If that's the case, make clean && make
may fix the problem.
Update:
(gdb) print/x (char*)&struct_fd->Hdr - (char*)struct_fd
$1 = 0x1e8
(gdb) print/x (char*)&struct_fd->Hdr->info - (char*)struct_fd->Hdr
$3 = 0x158
This proves that GDB's idea of how objects are laid out in memory matches compiled code.
We still don't know whether GDB's idea of the value of struct_fd
matches reality. What do these commands print?
(gdb) print struct_fd
(gdb) x/gx $rbp-40
They should produce the same value (0x18d32760
). Assuming they do, the only other explanation I can think of is that you have multiple threads accessing struct_fd, and the other thread overwrites the value that used to be NULL with the new value.

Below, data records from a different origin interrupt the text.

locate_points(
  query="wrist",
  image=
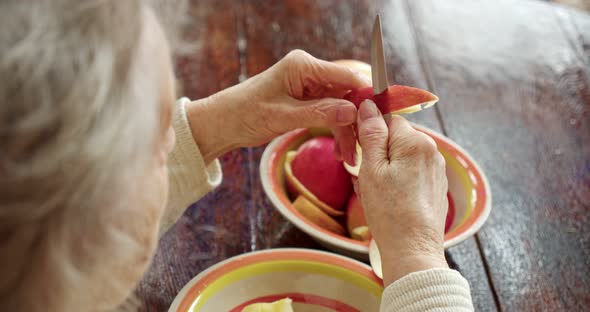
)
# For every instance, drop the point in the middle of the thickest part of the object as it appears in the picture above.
(211, 127)
(399, 264)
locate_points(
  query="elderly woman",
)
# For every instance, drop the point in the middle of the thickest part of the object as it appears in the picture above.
(87, 152)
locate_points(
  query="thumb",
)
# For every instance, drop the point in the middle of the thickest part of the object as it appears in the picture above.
(373, 134)
(326, 112)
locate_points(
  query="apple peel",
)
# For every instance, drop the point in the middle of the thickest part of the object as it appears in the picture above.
(361, 233)
(316, 216)
(354, 170)
(302, 190)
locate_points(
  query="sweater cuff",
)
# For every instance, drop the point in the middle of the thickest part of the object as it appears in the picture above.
(190, 178)
(430, 290)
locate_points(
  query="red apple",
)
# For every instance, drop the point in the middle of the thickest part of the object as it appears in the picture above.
(315, 166)
(395, 99)
(450, 213)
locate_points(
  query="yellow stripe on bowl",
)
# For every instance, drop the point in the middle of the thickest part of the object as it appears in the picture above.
(286, 266)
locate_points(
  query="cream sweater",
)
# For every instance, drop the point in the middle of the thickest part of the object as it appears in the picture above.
(191, 179)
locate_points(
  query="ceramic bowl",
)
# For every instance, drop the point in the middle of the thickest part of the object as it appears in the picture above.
(468, 187)
(314, 280)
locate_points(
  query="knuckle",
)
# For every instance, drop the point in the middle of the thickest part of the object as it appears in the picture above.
(426, 145)
(372, 133)
(297, 54)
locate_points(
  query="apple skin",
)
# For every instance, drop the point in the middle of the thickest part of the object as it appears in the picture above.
(317, 168)
(355, 214)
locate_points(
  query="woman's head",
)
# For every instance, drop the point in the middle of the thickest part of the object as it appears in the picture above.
(85, 103)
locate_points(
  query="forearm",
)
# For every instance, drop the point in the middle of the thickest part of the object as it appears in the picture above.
(211, 122)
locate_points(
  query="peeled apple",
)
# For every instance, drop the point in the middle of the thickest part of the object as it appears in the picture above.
(283, 305)
(395, 99)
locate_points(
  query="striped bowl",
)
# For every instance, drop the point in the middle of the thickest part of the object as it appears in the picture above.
(314, 280)
(468, 187)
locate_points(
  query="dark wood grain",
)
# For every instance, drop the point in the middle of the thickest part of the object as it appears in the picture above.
(513, 78)
(516, 96)
(336, 30)
(213, 229)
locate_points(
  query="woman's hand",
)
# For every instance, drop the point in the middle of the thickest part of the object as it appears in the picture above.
(297, 92)
(403, 188)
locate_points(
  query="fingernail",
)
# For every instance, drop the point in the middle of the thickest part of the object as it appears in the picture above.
(346, 114)
(364, 78)
(350, 158)
(368, 110)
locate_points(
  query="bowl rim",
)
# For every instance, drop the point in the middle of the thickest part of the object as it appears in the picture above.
(471, 225)
(189, 293)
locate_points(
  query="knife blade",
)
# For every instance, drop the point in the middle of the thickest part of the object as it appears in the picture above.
(378, 65)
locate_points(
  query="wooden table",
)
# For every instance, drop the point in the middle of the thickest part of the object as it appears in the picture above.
(514, 83)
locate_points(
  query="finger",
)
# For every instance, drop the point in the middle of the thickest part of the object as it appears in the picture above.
(337, 151)
(403, 138)
(373, 134)
(346, 142)
(355, 185)
(339, 76)
(327, 112)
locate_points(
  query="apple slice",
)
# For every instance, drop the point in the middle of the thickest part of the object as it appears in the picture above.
(316, 216)
(294, 184)
(283, 305)
(395, 99)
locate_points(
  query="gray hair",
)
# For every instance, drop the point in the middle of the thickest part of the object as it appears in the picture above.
(79, 125)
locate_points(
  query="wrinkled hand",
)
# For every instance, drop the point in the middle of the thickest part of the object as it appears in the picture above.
(299, 91)
(403, 186)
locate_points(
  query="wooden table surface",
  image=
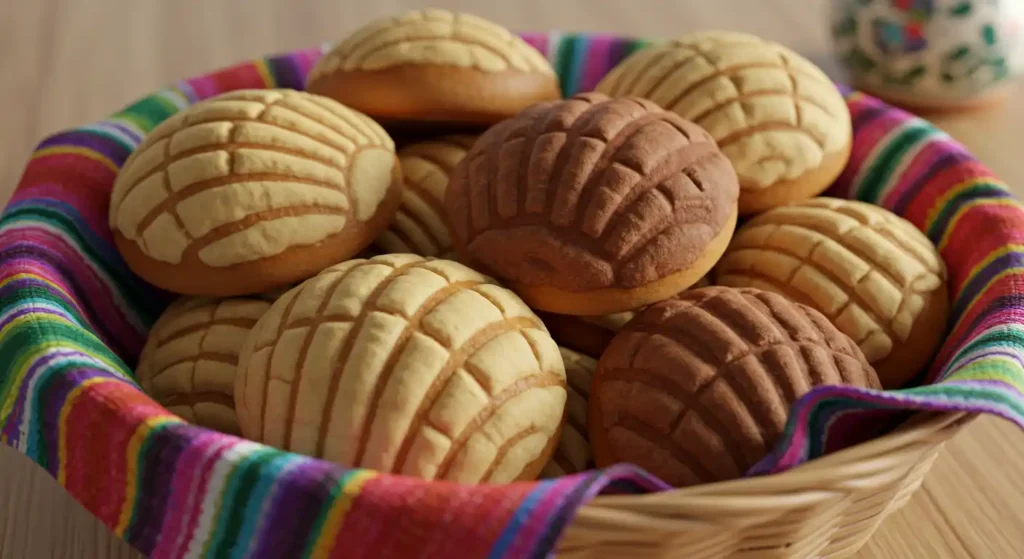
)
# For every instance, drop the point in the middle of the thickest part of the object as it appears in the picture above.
(72, 61)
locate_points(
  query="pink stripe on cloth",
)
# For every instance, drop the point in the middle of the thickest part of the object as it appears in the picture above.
(187, 488)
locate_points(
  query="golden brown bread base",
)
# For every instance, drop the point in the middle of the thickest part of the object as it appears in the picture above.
(608, 300)
(577, 334)
(193, 276)
(438, 93)
(810, 184)
(910, 357)
(532, 470)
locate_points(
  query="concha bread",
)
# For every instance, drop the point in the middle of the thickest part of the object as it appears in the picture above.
(591, 335)
(572, 454)
(434, 66)
(590, 206)
(251, 190)
(406, 364)
(432, 37)
(420, 226)
(697, 389)
(190, 356)
(778, 118)
(878, 277)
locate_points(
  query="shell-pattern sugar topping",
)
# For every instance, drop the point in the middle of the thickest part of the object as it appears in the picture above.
(572, 455)
(230, 177)
(593, 191)
(190, 356)
(869, 270)
(699, 388)
(772, 112)
(420, 226)
(433, 37)
(404, 364)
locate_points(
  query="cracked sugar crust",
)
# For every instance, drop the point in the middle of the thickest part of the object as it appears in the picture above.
(190, 356)
(590, 192)
(871, 272)
(249, 174)
(406, 364)
(432, 37)
(773, 113)
(572, 454)
(697, 389)
(420, 226)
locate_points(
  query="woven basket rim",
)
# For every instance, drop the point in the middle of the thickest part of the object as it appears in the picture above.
(926, 429)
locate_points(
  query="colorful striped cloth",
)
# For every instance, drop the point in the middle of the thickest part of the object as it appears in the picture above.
(73, 319)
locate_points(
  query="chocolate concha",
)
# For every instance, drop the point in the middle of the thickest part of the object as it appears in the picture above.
(251, 190)
(406, 364)
(434, 66)
(189, 359)
(572, 454)
(778, 118)
(420, 226)
(876, 276)
(697, 389)
(591, 206)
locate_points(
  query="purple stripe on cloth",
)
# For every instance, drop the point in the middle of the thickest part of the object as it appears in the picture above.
(939, 161)
(297, 502)
(104, 145)
(596, 62)
(158, 460)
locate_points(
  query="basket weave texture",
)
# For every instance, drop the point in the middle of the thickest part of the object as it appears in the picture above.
(73, 319)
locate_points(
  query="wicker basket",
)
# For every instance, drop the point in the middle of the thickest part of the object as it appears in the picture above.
(73, 316)
(826, 508)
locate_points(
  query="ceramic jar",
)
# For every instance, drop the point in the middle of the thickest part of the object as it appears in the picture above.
(930, 53)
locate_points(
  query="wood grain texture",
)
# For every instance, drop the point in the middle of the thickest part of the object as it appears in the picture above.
(72, 61)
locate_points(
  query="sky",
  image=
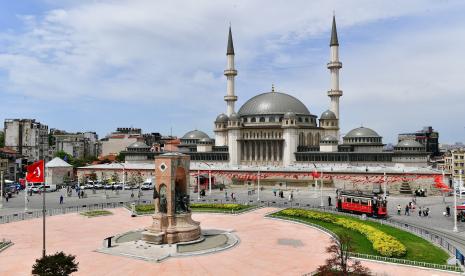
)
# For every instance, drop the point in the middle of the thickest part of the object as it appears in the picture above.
(92, 65)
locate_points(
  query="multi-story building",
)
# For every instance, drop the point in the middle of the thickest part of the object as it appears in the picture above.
(9, 164)
(118, 141)
(427, 137)
(79, 145)
(28, 138)
(454, 163)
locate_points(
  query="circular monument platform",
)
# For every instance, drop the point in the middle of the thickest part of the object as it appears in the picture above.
(132, 245)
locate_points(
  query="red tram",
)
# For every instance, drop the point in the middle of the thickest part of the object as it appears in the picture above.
(357, 202)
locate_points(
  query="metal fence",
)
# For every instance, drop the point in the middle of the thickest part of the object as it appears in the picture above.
(64, 210)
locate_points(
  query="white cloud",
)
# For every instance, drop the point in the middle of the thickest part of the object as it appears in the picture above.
(174, 51)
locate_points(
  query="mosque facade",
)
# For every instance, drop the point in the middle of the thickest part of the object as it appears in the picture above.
(277, 129)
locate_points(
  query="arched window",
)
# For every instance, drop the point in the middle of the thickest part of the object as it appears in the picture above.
(310, 139)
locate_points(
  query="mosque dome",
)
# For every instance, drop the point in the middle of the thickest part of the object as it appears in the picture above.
(138, 145)
(329, 139)
(409, 144)
(273, 103)
(361, 132)
(328, 115)
(234, 117)
(222, 118)
(195, 134)
(289, 115)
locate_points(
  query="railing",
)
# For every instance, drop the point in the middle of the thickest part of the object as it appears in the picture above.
(60, 211)
(405, 262)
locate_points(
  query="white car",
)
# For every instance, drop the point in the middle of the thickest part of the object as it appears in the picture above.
(147, 186)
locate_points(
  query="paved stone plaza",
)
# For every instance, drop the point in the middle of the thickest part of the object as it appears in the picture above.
(267, 247)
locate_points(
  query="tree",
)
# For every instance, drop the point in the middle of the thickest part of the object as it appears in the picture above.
(338, 263)
(58, 264)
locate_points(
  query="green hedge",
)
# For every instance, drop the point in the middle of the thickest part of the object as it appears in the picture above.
(385, 244)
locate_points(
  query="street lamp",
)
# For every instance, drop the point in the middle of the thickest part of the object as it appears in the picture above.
(321, 189)
(258, 182)
(455, 206)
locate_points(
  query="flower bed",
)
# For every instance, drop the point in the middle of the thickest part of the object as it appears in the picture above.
(96, 213)
(386, 245)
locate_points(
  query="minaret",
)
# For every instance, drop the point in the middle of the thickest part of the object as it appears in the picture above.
(230, 74)
(334, 65)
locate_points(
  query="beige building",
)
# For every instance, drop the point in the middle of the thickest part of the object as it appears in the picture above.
(454, 161)
(27, 137)
(118, 141)
(58, 171)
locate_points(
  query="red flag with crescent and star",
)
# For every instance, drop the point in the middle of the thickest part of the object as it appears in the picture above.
(35, 172)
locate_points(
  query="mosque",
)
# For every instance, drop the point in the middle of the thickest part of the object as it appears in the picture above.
(277, 129)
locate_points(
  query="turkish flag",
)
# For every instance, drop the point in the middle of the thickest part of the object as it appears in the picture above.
(315, 174)
(35, 172)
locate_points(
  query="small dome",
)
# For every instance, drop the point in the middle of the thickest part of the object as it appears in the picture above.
(409, 144)
(234, 117)
(328, 115)
(195, 134)
(222, 118)
(205, 141)
(289, 115)
(138, 145)
(361, 132)
(329, 138)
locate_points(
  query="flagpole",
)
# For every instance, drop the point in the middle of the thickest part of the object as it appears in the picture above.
(43, 215)
(25, 193)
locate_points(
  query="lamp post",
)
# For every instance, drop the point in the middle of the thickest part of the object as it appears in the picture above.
(385, 184)
(198, 184)
(321, 189)
(1, 189)
(455, 206)
(258, 182)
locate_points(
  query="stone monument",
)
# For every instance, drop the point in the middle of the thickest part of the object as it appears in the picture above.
(172, 222)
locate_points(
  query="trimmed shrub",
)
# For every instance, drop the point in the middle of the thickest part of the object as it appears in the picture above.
(384, 244)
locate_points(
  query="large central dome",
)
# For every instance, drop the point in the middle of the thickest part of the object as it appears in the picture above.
(273, 103)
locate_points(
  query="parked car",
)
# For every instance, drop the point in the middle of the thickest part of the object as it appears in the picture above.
(147, 186)
(98, 185)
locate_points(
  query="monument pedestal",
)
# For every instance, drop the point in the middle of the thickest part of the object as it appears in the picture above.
(172, 229)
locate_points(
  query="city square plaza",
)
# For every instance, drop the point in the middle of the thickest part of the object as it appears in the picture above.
(266, 247)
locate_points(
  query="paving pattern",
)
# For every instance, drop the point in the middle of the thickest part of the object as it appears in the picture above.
(267, 247)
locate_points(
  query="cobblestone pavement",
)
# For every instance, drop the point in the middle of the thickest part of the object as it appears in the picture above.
(267, 247)
(435, 220)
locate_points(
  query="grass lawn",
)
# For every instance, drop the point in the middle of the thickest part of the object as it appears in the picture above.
(96, 213)
(418, 249)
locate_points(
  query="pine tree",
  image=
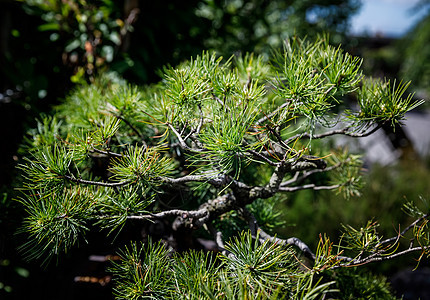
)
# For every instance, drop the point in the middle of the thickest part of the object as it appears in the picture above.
(207, 153)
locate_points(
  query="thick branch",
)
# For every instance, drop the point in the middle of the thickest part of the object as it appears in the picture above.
(255, 229)
(310, 186)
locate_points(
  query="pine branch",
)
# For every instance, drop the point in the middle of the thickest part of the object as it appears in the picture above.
(344, 131)
(257, 231)
(310, 186)
(98, 183)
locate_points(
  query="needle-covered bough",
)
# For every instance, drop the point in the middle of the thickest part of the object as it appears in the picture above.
(205, 154)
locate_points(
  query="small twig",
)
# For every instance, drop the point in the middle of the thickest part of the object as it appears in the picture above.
(253, 224)
(181, 140)
(343, 131)
(395, 238)
(310, 186)
(267, 117)
(263, 157)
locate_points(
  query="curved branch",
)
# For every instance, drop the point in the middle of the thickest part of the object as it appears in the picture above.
(310, 186)
(344, 131)
(265, 236)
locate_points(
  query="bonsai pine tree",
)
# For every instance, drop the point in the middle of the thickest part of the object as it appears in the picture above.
(206, 155)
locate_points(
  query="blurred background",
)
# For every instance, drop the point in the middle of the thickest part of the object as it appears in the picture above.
(49, 46)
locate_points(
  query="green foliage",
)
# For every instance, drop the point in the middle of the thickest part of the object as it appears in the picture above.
(142, 272)
(55, 221)
(354, 283)
(260, 271)
(196, 151)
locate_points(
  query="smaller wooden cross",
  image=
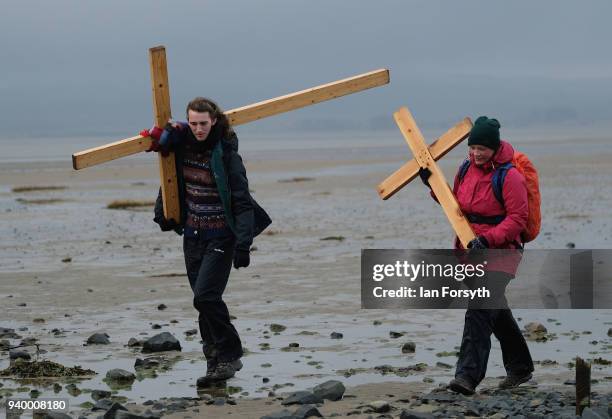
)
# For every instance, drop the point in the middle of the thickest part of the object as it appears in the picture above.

I just noticed your update to the question ;-)
What I expect is whenever an illegal reference is encountered it should dump immediately without trying to execute LINE 3 which makes it NON NULL.
Your expectation is incorrect: on any modern CPU, you have multiple cores, and your threads are executing simultaneously. That is, you have this code (time goes down along Y axis):
char *p; // global
Time CPU0 CPU1
0 p = NULL
1 if (*p) p = malloc(1)
2 *p = 'a';
...
At T1, CPU0 traps into the OS, but CPU1 continues. Eventually, the OS processes hardware trap, and dumps memory state at that time. On CPU1, hundreds of instructions may have executed after T1. The clocks between CPU0 and CPU1 aren't even synchronized, they don't necessarily go in lock-step.
Moral of the story: don't access global variables from multiple threads without proper locking.